One: find a store location. Two: negotiate a lease. Three: establish a business license. Four: source initial inventory. Five: set up bank accounts under a business name so the money trail didn't lead directly to him.

All of that in less than twelve hours, because once the Guild got their hooks in him, they'd monitor everything.

'This is insane,' he thought, but he was already pulling up rental listings on his phone, already calculating which suppliers would take cash payments, already drafting a business plan he could pitch to a landlord.

He'd spent seventeen years being powerless, being nothing, being the kid everyone looked past.

He had twelve hours to become someone they couldn't ignore.

---

The store was a shithole.

It was a narrow space on Independence Avenue, sandwiched between a cellphone repair shop and a takeaway joint, maybe two hundred square feet of concrete floors and peeling paint and a broken air conditioner that probably hadn't worked since 2015. The landlord was a short Afrikaner man named Pieter who looked at Reo like he was already regretting this meeting.

"You're seventeen," Pieter said, not a question.

"I turn eighteen in two months," he replied, which was technically true and also completely irrelevant. "I have first and last month's rent in cash."

Pieter's expression shifted slightly. "How much is the rent?"

"You tell me."

They were standing outside the store at seven in the morning, and Independence Avenue was already filling with early commuters and street vendors setting up their stands.

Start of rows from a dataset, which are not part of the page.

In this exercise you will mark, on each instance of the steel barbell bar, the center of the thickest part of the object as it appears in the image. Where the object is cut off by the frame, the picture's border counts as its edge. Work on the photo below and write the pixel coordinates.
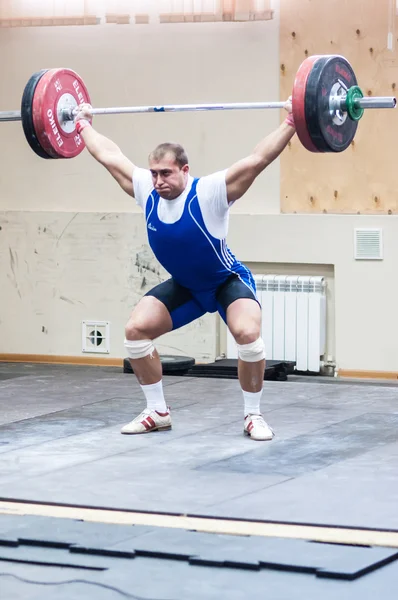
(327, 105)
(338, 102)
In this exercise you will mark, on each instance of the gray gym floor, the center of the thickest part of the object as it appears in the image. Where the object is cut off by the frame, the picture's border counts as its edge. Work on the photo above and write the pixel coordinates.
(334, 461)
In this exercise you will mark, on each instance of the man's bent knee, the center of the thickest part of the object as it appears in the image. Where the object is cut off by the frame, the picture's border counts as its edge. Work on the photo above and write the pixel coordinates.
(139, 348)
(253, 352)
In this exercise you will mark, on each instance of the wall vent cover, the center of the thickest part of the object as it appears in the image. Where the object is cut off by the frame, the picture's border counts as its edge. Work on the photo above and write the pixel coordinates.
(95, 337)
(368, 244)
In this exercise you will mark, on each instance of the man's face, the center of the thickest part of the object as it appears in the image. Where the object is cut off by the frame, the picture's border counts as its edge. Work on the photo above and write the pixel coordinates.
(169, 180)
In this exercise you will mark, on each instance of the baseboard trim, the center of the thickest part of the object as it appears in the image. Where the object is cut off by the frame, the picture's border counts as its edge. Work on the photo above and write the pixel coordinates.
(367, 374)
(95, 361)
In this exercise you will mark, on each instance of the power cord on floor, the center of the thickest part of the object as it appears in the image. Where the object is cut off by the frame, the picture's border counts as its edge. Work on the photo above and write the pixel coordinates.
(101, 585)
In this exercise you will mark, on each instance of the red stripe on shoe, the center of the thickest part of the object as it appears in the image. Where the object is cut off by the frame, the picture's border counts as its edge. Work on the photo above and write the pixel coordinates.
(151, 422)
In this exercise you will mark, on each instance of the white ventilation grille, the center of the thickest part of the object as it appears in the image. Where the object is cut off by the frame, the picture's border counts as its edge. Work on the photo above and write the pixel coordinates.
(368, 244)
(95, 337)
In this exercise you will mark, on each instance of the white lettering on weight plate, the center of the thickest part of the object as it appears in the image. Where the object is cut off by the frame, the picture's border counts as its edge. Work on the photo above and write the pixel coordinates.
(79, 94)
(53, 126)
(58, 85)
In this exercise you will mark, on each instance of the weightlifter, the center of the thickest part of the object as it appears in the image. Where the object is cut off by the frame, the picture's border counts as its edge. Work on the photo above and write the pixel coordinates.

Reo had found the listing online at midnight, called the number at 6 AM, and somehow convinced Pieter to meet him before work.

Pieter looked at the store, then at Reo, then back at the store. "N$6,000 per month. Three months upfront, non-refundable deposit."

"N$5,000 per month," Reo countered. "Two months upfront, refundable deposit if I leave in good standing."

"You're a kid with no business experience trying to open a tech store in a space with no foot traffic and a broken AC. N$6,000, take it or leave it."

Reo pulled out N$18,000 in cash and set it on the hood of Pieter's car.

Pieter stared at the money, then at Reo, then back at the money.

"Where did you get this?"

"Birthday savings," he lied smoothly. "My parents have been saving for my business since I was born. They want me to succeed."

It was the kind of lie that sounded stupid but people wanted to believe, the kind that made landlords see a responsible kid with family support instead of a seventeen-year-old with replicated currency and a felony waiting to happen.

Pieter picked up the cash, counted it slowly, and sighed.

"You need a business license. You need insurance. You need—"

"I'll handle it," he said. "Can I move in today?"

"Today?" Pieter laughed, then realized Reo was serious. "Jesus. Yeah, okay, today. Let me get the paperwork from my office, meet me back here in an hour."

He left, and Reo stood alone in front of his store, his actual fucking store, and felt something massive and terrifying settle over him.

This was real now.

He had a Guild orientation in two hours, N$32,000 left in replicated currency, and a two-hundred-square-foot shithole that smelled like mold.

He looked at the peeling paint, the cracked windows and the broken AC, and grinned.